Rhode Island was a New England colony for the people that wanted religious freedom. If they believed differently than the church, they went to Rhode Island for freedom. The settlers of Rhode Island had many different faiths.
Slavery was a big deal in Rhode Island. The idea of freedom did not reach the slaves. Sea merchants quickly discovered the riches that could be made off slave trade. Rhode Island was soon transformed into one of the world’s largest slave-trading centers.
Large and small farms were an important industry in Rhode Island. Not only did farmers grow fruits and vegetables but they also raised cattle for meat and dairy. Other industries in Rhode Island included lumber, shipbuilding, whaling and trade.
Rhode Island was a New England colony so they were forced to give the children education. In small towns, the children were taught to read and write. In the larger cities, they had one-room schools. The school had a chimney, fireplace, no maps, and no boards to write on. The children wrote with ink on pieces of bark. There was usually only one book and it was the New England Primer. A lot of people ate corn in the colonial times, they were taught to grow and cook corn by the Indians. One common way that corn was eaten was by grounding it into a mush or cake. Besides corn the colonist also ate meat. They hunted for there own meat or raised it on a farm, but often time it went bad because they did not have any refrigeration. Fruit and vegetables also were included in the colonist’s diets. Apples were plentiful so they had apple pie year round. In the spring and summer you could find strawberries, grapes, blueberries, blackberries, and huckleberries. The colonists thought raw vegetables were unhealthy and as a result usually cooked them into stews that had meat and herbs in it.
In colonial times, the people had harsh crimes that resulted in harsh punishments and lesser crimes that resulted in minor punishments. Some harsh crimes were murder, treason, piracy, theft, forgery, and highway robbery. These types of crimes carried punishments of death, jail time, being whipped, or being branded with hot irons. Some minor crimes were drunkenness and breaking Sabbath. These were punished by fines, short jail terms, or being put in the stocks.

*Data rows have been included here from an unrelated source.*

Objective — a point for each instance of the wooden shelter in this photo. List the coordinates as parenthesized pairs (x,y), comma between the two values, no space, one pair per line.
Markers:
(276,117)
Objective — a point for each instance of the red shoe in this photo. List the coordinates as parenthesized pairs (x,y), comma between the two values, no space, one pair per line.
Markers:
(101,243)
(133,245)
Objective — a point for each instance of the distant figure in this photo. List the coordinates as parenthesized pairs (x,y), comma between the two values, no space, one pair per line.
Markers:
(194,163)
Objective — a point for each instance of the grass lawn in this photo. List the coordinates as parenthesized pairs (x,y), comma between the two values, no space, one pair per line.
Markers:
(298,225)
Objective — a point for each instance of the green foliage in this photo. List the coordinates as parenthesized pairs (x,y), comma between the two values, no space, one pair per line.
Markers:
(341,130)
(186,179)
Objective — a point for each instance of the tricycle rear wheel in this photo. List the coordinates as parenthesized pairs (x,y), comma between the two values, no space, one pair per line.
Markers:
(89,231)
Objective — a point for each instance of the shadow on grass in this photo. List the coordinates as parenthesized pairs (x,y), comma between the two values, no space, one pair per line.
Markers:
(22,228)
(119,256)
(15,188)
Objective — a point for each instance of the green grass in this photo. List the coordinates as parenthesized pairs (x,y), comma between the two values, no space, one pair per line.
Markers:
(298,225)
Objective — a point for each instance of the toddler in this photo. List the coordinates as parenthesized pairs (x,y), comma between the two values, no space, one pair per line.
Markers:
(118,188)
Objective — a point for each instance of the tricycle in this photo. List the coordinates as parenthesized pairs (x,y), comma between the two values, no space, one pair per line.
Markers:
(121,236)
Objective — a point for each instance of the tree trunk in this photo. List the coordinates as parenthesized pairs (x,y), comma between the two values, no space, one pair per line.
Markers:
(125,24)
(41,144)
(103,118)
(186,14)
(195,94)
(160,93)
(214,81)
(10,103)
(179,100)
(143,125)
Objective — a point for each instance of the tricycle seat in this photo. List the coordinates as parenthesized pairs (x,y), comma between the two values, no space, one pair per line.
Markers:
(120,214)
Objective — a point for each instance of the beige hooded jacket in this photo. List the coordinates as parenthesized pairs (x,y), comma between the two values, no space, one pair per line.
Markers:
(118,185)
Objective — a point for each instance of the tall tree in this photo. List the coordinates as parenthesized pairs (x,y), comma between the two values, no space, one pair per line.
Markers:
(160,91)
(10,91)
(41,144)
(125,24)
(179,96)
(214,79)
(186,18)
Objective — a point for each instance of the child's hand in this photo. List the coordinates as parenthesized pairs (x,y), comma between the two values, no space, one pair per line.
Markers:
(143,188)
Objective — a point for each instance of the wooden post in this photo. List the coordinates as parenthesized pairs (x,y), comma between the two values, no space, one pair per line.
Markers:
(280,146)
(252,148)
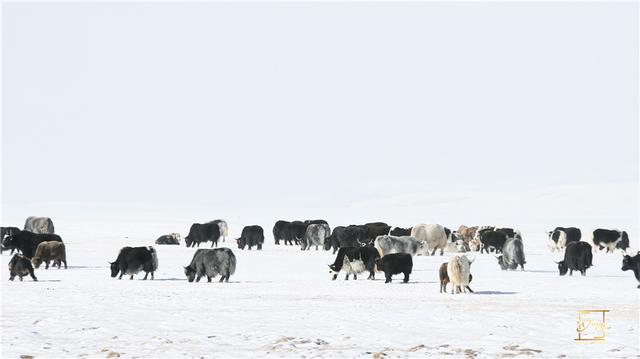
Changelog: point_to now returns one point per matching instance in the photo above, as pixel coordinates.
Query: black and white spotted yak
(610, 239)
(561, 236)
(354, 260)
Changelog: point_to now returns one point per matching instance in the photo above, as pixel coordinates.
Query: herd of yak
(368, 248)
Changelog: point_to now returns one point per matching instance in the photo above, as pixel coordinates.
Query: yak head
(333, 272)
(627, 261)
(36, 261)
(188, 241)
(562, 267)
(115, 268)
(190, 273)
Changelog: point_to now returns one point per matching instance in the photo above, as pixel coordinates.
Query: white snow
(281, 303)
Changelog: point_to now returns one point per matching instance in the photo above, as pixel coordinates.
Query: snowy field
(281, 303)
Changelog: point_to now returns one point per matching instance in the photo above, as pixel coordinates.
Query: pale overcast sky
(232, 103)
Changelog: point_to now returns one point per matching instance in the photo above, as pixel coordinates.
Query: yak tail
(232, 263)
(592, 241)
(154, 257)
(376, 244)
(521, 259)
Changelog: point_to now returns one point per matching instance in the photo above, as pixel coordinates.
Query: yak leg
(33, 276)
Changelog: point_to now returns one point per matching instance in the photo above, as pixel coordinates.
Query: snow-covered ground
(281, 302)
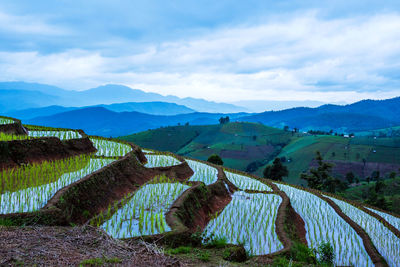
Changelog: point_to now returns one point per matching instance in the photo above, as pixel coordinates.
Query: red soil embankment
(93, 194)
(17, 152)
(375, 256)
(15, 128)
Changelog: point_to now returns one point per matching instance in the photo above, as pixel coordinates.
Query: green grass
(240, 144)
(11, 137)
(391, 191)
(179, 250)
(36, 174)
(100, 261)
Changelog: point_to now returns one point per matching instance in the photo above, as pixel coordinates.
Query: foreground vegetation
(214, 216)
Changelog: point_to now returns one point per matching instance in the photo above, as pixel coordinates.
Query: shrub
(300, 252)
(218, 242)
(180, 250)
(215, 159)
(280, 262)
(204, 256)
(235, 253)
(326, 253)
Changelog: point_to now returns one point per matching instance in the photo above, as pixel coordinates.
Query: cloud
(28, 25)
(302, 57)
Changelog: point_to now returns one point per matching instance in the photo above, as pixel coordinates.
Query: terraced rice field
(109, 148)
(161, 161)
(323, 224)
(28, 188)
(144, 213)
(395, 221)
(248, 219)
(11, 137)
(202, 172)
(384, 240)
(6, 121)
(62, 135)
(246, 183)
(41, 183)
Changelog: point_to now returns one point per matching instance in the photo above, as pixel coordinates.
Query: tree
(276, 171)
(223, 120)
(375, 176)
(350, 177)
(379, 185)
(320, 178)
(215, 159)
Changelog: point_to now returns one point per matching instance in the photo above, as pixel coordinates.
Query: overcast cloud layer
(292, 50)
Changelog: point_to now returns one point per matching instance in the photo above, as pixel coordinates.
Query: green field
(239, 144)
(242, 144)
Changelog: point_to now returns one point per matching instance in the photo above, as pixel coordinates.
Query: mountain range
(109, 111)
(21, 95)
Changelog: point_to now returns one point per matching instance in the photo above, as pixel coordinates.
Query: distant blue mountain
(154, 108)
(32, 95)
(359, 116)
(101, 121)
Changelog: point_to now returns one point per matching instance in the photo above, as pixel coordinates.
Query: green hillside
(239, 144)
(251, 146)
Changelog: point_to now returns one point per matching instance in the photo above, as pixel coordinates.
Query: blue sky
(331, 51)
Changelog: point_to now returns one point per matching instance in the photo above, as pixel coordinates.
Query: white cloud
(14, 24)
(277, 60)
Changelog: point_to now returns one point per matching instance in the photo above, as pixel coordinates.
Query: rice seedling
(249, 219)
(243, 182)
(323, 225)
(6, 120)
(160, 161)
(144, 213)
(202, 172)
(12, 137)
(387, 244)
(62, 135)
(30, 187)
(109, 148)
(395, 221)
(147, 151)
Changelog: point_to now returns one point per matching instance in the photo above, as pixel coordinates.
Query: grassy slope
(236, 144)
(239, 144)
(391, 191)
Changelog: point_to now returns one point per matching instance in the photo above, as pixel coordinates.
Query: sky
(225, 50)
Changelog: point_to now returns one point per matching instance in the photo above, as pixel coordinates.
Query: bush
(235, 253)
(179, 250)
(326, 253)
(280, 262)
(204, 256)
(300, 252)
(218, 242)
(215, 159)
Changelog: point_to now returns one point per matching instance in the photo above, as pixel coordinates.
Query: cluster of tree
(319, 132)
(215, 159)
(320, 178)
(376, 196)
(276, 171)
(223, 120)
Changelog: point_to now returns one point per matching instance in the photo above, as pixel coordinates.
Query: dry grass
(69, 246)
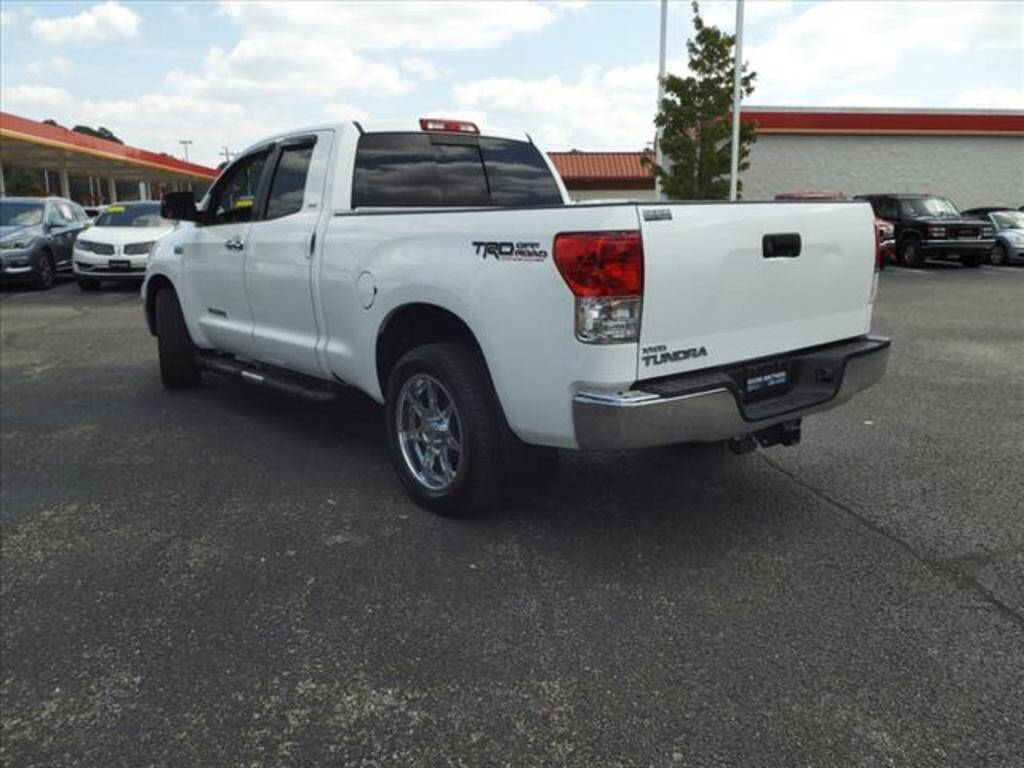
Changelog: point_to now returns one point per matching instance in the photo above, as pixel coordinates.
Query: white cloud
(990, 98)
(50, 67)
(601, 110)
(344, 113)
(387, 26)
(421, 68)
(104, 22)
(860, 44)
(34, 96)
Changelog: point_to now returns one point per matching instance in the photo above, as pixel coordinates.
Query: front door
(214, 259)
(280, 261)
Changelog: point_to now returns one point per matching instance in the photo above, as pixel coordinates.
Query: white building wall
(970, 170)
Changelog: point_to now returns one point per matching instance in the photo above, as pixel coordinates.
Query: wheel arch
(155, 285)
(413, 325)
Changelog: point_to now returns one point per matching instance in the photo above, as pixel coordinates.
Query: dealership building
(973, 158)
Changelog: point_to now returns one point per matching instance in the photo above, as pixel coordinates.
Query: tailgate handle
(785, 245)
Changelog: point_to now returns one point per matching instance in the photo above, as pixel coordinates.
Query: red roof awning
(14, 129)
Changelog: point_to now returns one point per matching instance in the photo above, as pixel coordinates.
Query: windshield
(133, 215)
(20, 214)
(1009, 219)
(926, 207)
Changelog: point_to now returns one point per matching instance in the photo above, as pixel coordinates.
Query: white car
(117, 246)
(444, 272)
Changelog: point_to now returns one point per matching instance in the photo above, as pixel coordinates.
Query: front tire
(45, 271)
(444, 429)
(910, 254)
(177, 353)
(998, 256)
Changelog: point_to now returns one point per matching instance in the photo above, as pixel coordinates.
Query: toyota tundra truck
(443, 271)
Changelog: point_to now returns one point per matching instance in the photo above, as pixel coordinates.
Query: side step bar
(294, 384)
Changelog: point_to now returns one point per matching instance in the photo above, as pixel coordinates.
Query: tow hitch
(786, 433)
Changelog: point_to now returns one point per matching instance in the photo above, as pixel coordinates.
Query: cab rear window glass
(418, 170)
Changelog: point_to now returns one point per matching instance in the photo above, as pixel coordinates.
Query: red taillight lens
(452, 126)
(601, 263)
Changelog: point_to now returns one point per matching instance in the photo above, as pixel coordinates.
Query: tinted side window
(289, 185)
(395, 169)
(517, 174)
(236, 194)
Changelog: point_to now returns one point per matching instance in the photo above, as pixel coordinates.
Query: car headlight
(17, 243)
(137, 249)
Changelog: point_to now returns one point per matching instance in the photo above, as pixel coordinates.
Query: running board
(283, 381)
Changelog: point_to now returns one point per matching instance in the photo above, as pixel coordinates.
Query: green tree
(99, 132)
(694, 118)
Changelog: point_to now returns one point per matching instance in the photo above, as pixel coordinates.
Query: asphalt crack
(947, 568)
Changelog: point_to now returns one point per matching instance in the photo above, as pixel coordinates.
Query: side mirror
(179, 206)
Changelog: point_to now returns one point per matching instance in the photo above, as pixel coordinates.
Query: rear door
(736, 282)
(282, 246)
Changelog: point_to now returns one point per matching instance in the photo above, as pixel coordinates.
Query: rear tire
(45, 270)
(418, 435)
(177, 353)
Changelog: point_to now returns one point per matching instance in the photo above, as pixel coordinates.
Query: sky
(573, 74)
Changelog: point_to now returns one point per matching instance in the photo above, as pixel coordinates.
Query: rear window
(421, 170)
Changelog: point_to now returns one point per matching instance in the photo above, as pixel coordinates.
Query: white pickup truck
(445, 272)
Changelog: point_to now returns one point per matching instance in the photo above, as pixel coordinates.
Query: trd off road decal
(659, 354)
(509, 251)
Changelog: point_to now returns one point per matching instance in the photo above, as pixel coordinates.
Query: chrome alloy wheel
(429, 432)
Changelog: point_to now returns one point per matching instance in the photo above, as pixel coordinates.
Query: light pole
(737, 94)
(658, 158)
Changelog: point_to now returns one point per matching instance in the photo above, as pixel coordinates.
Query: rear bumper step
(712, 406)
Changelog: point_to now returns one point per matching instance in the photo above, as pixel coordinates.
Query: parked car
(885, 232)
(1009, 226)
(445, 273)
(930, 226)
(36, 238)
(118, 246)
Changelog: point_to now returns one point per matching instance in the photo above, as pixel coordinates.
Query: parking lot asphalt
(226, 577)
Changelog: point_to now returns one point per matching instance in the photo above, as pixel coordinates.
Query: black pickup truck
(929, 226)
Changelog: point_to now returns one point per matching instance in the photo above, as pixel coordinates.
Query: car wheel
(998, 255)
(444, 429)
(44, 270)
(911, 255)
(177, 353)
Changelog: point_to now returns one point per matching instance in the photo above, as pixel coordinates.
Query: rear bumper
(707, 407)
(956, 247)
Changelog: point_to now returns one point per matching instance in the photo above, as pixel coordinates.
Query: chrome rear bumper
(707, 407)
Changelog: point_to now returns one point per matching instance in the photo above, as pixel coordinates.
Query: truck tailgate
(716, 292)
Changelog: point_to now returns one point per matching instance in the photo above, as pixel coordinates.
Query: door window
(235, 196)
(289, 185)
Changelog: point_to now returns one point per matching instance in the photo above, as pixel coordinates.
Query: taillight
(451, 126)
(604, 271)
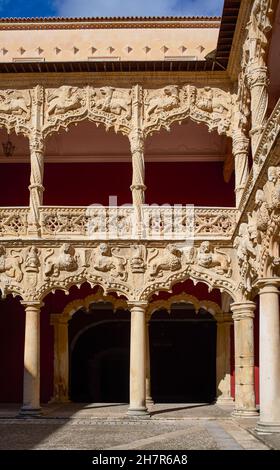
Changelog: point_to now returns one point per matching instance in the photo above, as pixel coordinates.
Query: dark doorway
(99, 359)
(183, 356)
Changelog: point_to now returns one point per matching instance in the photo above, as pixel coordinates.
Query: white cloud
(137, 7)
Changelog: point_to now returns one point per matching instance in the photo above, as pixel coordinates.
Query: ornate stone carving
(254, 64)
(164, 100)
(212, 106)
(13, 222)
(15, 110)
(107, 260)
(32, 260)
(113, 100)
(138, 258)
(66, 260)
(208, 258)
(10, 265)
(64, 99)
(246, 255)
(169, 260)
(15, 102)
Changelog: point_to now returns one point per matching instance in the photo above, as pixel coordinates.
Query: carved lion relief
(212, 106)
(213, 258)
(66, 260)
(108, 260)
(64, 99)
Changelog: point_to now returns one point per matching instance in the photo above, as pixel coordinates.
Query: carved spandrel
(15, 110)
(172, 103)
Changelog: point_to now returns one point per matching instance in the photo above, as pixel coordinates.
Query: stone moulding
(183, 298)
(135, 270)
(113, 107)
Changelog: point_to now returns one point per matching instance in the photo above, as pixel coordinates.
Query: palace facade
(140, 211)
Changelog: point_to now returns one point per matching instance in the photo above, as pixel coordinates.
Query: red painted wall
(89, 183)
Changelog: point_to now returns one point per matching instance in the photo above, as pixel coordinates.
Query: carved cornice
(208, 305)
(131, 269)
(57, 108)
(86, 302)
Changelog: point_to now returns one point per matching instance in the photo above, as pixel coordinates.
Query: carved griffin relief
(63, 99)
(212, 106)
(66, 260)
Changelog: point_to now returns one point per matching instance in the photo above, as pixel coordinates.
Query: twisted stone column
(149, 400)
(258, 84)
(137, 391)
(240, 147)
(31, 381)
(224, 323)
(36, 188)
(61, 358)
(269, 358)
(243, 316)
(138, 177)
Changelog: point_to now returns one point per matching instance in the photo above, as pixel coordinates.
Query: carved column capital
(32, 304)
(37, 143)
(268, 285)
(243, 310)
(140, 305)
(136, 139)
(257, 75)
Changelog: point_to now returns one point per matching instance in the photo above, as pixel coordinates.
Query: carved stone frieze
(258, 241)
(135, 270)
(212, 106)
(66, 260)
(214, 258)
(15, 110)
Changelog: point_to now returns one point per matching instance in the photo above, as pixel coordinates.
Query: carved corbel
(36, 188)
(240, 148)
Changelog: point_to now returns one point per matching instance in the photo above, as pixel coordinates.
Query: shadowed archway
(183, 355)
(99, 355)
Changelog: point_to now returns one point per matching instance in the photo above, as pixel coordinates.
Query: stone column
(258, 85)
(137, 401)
(224, 323)
(36, 188)
(149, 400)
(61, 358)
(31, 381)
(138, 178)
(243, 316)
(269, 358)
(240, 148)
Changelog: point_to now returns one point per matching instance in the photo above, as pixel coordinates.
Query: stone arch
(60, 324)
(212, 280)
(208, 305)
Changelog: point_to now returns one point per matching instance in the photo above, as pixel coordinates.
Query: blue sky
(37, 8)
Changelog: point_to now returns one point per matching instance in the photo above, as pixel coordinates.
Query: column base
(245, 413)
(139, 413)
(149, 401)
(267, 428)
(26, 411)
(224, 401)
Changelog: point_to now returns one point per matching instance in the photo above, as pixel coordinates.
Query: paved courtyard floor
(105, 426)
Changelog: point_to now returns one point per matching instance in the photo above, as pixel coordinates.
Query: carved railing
(13, 221)
(165, 222)
(182, 222)
(115, 223)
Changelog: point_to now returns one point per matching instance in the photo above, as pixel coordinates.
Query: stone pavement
(105, 426)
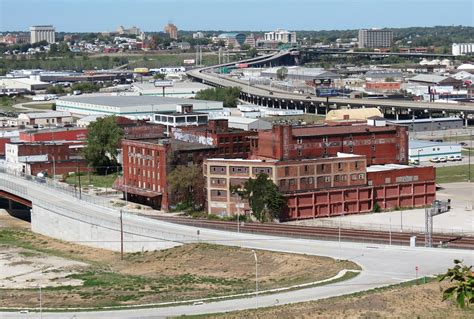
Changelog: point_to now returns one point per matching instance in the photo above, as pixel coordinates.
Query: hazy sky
(152, 15)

Extended families were common in colonial times. Often grandparents and other relatives lived in the same household. People usually married in their mid twenties. People who were indentured servants could not marry until they had gained their freedom. It was not unusual for couples to have a large number of children. Children were expected to be productive workers. Large families were especially important to people who lived on farms. The colonies were populated with more men than women. This meant that the ladies were almost guaranteed one or more marriage proposals. During colonial times, the death rates for children and adults were very high due to diseases like malaria.
The colonists enjoyed leisure time as well. The children liked to play with dolls, marbles and tops. They would also play games like blindman’s bluff, tag, and a game similar to cricket called stoolball. The men would gather both for pleasure and work. They would hold “bees” such as a “chopping bee” where they would all help each other clear wood off their land. This made the work go faster and made it more fun. They would also do barn or house raisings. This would be where all the men would build the four frames of a house or barn in one day and than raise it up. The women would cook a big feast for them. The women would also gather for “bees,” like quilting bees. They could work and socialize at the same time.
The men played sports such as “tick-tack,” a game similar to backgammon and “trock,” a game similar to pool. Many of the villages had a bowling green. They would roll an egg shaped ball down the grass toward a white ball.